Based on domain knowledge I know that when the eval_metric (evaluated on the training data) goes above a certain value xgboost is overfitting. And I would like to just take the fitted model at that specific number of rounds and not proceed further.
What would be the best way to achieve this ?
It would be somewhat in line with the early stopping criteria but not exactly.
Alternately, if there is a possibility to get the model from an intermediate round ?

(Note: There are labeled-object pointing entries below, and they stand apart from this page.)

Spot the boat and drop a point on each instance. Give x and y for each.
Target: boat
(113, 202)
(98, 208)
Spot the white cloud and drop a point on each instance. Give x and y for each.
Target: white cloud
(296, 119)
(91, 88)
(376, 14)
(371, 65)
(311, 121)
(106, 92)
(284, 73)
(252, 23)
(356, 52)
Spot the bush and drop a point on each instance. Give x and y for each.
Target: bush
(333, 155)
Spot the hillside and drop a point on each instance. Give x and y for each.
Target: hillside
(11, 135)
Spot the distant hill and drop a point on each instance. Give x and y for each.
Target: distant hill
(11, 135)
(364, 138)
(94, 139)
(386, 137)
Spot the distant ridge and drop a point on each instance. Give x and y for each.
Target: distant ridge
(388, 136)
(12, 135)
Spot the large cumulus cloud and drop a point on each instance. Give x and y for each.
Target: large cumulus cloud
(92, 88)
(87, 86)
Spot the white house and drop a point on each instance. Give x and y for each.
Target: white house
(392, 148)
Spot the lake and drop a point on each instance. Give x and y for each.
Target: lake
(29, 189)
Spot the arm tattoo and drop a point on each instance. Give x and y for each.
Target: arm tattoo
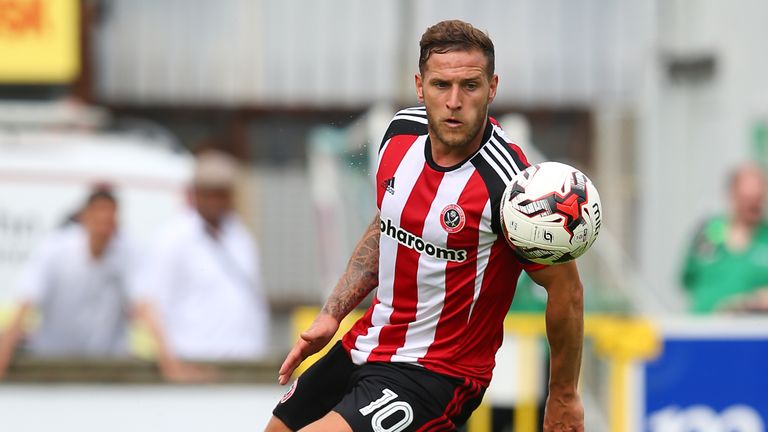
(360, 277)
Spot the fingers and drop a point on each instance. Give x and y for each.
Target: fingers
(292, 361)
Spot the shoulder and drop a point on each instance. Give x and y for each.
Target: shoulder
(64, 239)
(408, 121)
(709, 234)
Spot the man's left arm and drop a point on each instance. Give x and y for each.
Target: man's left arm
(565, 333)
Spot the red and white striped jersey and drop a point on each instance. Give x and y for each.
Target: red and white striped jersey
(446, 276)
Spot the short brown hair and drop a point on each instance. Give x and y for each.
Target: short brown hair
(455, 35)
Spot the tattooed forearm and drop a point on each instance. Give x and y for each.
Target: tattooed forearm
(360, 277)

Here is an example to better explain by question. (Using the toy example that comes with xgboost help docs and using the default eval_metric)
library(xgboost)
data(agaricus.train, package='xgboost')
train <- agaricus.train
bstSparse <- xgboost(data = train$data, label = train$label, max.depth = 2, eta = 1, nthread = 2, nround = 5, objective = "binary:logistic")
Here is the output
[0] train-error:0.046522
[1] train-error:0.022263
[2] train-error:0.007063
[3] train-error:0.015200
[4] train-error:0.007063
Now lets say from domain knowledge I know that once the train error goes below 0.015 (third round in this case), any further rounds only lead to over fitting. How would I stop the training process after the third round and get hold of the trained model to use it for prediction over a different dataset ?
I need to run the training process over many different datasets and I have no sense of how many rounds it might take to train to get the error below a fixed number, hence I can't set the nrounds argument to a predetermined value. Only intuition I have is that once the training error goes below a number I need to stop further training rounds.